WEYMOUTH — School officials breathed a sigh of relief last week when the Town Council and mayor agreed to spend an extra $337,409 on school expenses.
“I am very, very happy that they were able to make this happen and get the funding,” said School Committee chairman Sean Guilfoyle.
The money is on top of the approximately $58.4 million school operating budget approved for fiscal 2014, and $900,000 in free cash earmarked to pay for tuition for special education students in programs outside of Weymouth, according to Bill McKinney, the town’s chief financial officer.
The School Committee had requested a $62.8 million budget next fiscal year, and Guilfoyle said that without additional money the schools faced cuts and possible layoffs — as well as possible state sanctions.
The extra money means Weymouth will meet the state’s required “net school spending” — a minimum amount a school district is expected to spend to educate its students. The state calculates the amount individually for each community. Communities that spend less face possible loss of state aid and may not be able to set their tax rates, according to the state Department of Elementary and Secondary Education.
Weymouth has had trouble meeting the required spending amount for several years, and officials complain that the rules are stacked against the town.
For example, while most communities include the money they spend on retired teachers’ health benefits as part of their net school spending, Weymouth is not allowed to, according to McKinney. That amounts to about $4.5 million annually, he said.
He said the State House is considering legislation to make the net school spending formula more equitable.

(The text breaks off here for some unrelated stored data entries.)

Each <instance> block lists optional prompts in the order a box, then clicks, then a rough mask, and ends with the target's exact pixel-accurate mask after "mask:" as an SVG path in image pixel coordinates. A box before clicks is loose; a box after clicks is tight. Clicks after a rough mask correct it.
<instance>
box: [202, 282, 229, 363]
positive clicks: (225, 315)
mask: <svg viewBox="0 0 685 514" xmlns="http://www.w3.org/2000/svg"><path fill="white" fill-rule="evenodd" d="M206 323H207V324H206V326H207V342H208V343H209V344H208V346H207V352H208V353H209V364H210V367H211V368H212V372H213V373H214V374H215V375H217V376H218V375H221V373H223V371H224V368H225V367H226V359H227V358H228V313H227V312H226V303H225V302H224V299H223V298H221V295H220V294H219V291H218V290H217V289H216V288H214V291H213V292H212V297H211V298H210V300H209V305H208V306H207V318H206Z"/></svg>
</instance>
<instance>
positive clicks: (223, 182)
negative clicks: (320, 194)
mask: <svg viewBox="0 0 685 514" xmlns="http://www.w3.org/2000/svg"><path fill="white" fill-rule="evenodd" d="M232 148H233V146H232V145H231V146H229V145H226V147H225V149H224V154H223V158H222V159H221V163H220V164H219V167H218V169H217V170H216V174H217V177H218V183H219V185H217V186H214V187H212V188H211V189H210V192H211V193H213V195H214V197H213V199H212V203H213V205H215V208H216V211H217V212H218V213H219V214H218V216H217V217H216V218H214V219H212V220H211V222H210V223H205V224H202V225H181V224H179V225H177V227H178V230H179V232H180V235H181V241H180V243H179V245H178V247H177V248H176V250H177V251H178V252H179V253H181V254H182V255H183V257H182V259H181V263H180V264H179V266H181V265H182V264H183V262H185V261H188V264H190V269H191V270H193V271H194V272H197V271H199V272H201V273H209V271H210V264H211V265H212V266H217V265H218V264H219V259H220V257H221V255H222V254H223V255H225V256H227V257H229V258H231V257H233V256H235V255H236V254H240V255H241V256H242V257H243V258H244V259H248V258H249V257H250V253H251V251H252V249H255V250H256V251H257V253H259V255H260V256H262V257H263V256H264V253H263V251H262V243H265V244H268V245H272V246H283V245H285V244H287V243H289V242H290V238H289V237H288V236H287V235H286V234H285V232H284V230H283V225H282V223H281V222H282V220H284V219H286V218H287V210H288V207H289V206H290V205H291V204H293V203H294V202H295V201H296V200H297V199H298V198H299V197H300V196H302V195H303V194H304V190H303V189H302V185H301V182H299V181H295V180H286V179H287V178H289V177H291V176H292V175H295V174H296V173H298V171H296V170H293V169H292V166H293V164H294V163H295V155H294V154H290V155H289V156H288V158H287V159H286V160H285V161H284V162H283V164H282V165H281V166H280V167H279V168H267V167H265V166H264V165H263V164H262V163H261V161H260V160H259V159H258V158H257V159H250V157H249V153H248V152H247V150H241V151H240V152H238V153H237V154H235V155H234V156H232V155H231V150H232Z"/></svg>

McKinney said the extra money approved by the Town Council at its June 17 meeting came from leftover balances in numerous town accounts for specific projects or expenses.
The amounts ranged from $130 to $203,000 — the latter left over from money set aside, but not spent, to meet payroll in fiscal 2011 when there were 53 weeks, instead of the normal 52, McKinney said.
The council’s 10-1 vote prohibited the School Department from spending the appropriation on personnel. Guilfoyle said the money will go toward one-time expenses, such as supplies for vocational programs and curriculum materials.
“There are a lot of needs,” he said.
Both the School Committee and Town Council lobbied Mayor Sue Kay to find more money for the schools, with council members working with the administration to locate the cash.
“We’ve emptied piggy banks,” Councilor Francis Burke said before the vote.
Several councilors said Weymouth needs to find ways to increase revenue, mentioning zoning changes to attract business and even approaching the controversial issue of increasing property taxes.
“The biggest issue facing the town is the revenue stream,” said Councilor Brian McDonald. “We don’t have the commercial and industrial base [we need] and we have a very, very reasonable burden on the taxpayers.”
Councilor Robert M. Conlon voted against giving the schools more money, saying he would rather give it to the Police Department. The department had its budget request cut and, as a result, is not filling a vacant police officer’s position.
“It will mean less patrols, less protection for the residents,” Conlon said. “I’m also concerned for officers’ safety. [The] funds should be redirected to the Police Department.”
The $139.6 million town budget for fiscal 2014 also means the libraries and the public works department will not be able to maintain their current level of service, according to the mayor.